Results of the Nielsen/NetRatings study also revealed that younger buyers, a muchsought- after demographic, are especially comfortable and enthusiastic about making clothing purchases on the Web.

“Consumers often buy online brands they see offline and have come to trust that they won’t be stuck with e-commerce purchases that don’t fit right,” Dougherty said. “They know the brands they are going to find and they know that they will usually be able to return items if they need to. In a sense, online retail now looks more like traditional retail, where apparel has long been a mainstay throughout the year and especially during the holidays.”

Additionally noteworthy about Amazon’s acquisition is that the company has rarely engaged in U.S.–based takeovers, instead keeping to third-party partnerships, or so-called strategic alliances. For direct acquisitions, it has favored overseas entities such as the U.K.–based Internet Movie Database Ltd. and China’s Joico, as well as a host of smaller Internet retailers in Western Europe.

Site review: no sweat

An elegant and informative Web site emanates from Santa Monica, Calif., at www.sweater.com.

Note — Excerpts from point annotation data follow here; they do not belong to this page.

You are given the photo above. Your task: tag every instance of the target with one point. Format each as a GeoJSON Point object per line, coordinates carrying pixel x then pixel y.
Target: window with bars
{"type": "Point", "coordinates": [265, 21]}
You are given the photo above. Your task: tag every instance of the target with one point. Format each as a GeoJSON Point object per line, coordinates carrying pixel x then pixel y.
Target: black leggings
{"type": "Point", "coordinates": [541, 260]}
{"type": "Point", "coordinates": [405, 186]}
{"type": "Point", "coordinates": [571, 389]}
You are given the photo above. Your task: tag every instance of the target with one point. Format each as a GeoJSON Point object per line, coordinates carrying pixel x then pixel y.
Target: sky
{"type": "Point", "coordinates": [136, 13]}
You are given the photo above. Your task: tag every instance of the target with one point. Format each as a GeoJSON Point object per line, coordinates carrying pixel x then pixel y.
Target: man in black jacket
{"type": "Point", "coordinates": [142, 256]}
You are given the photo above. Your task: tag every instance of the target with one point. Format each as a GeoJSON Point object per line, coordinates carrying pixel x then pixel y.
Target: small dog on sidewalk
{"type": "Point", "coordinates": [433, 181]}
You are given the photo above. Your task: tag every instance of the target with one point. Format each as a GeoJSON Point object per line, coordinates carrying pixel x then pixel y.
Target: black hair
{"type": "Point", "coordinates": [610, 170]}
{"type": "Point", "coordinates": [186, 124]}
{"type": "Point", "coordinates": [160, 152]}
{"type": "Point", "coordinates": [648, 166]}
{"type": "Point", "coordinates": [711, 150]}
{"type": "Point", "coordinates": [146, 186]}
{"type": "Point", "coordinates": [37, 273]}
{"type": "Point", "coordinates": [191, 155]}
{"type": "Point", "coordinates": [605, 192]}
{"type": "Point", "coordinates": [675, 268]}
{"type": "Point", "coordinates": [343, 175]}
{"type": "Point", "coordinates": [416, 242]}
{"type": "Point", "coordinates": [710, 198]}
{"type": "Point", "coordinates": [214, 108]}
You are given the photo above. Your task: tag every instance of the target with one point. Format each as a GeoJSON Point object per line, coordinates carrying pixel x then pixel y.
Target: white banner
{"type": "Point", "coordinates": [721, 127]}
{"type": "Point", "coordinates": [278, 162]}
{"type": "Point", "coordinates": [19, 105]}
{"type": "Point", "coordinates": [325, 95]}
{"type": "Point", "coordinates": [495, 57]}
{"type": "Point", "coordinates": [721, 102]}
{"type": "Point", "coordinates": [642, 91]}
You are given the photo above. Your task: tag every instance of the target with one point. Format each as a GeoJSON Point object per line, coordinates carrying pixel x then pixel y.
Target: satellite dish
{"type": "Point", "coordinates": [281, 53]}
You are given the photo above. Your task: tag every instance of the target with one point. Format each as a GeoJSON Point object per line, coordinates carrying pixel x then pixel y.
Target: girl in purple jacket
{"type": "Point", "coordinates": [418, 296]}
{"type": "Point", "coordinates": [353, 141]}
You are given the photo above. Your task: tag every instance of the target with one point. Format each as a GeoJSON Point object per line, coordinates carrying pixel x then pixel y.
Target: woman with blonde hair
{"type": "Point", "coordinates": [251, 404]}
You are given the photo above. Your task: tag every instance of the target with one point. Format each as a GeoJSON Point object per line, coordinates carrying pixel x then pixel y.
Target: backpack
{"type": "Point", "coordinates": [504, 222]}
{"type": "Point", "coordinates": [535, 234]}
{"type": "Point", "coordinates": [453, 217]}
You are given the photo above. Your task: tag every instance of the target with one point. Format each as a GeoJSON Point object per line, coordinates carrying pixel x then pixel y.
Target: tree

“Look Books” is a unique fashion gallery that offers many of the site’s best offerings in a virtual-magazine format that has users pointing their mouse and turning pages in an unusually literal—though animated—way. It takes a little getting used to, but it’s quite nifty once you get the hang of it.

Founded in 1999 by Bruce Gifford, who has partnered with Dan Jaffe, the site is augmenting its “One Girl Whohellip;” shop of sweaters that launched in 2003 with other offerings.

“I don’t want Sweater.com to be disguised as the ’One Girl Whohellip;’ shop,” Gifford said. “We aim to be the sweater store, and we’ll have a complete collection of knitwear in all categories.”

Additional brands, including tees, are expected to be introduced in the next few months in an effort to fulfill the company’s goal of being truly unlimited in terms of selection.

Sales projections are $20 million in wholesale volume for the year ahead.

With free ground/standard shipping on most orders, a great product presentation, and a very pleasant and easy-to-use shopping cart, Sweater.com appears to be well on its way.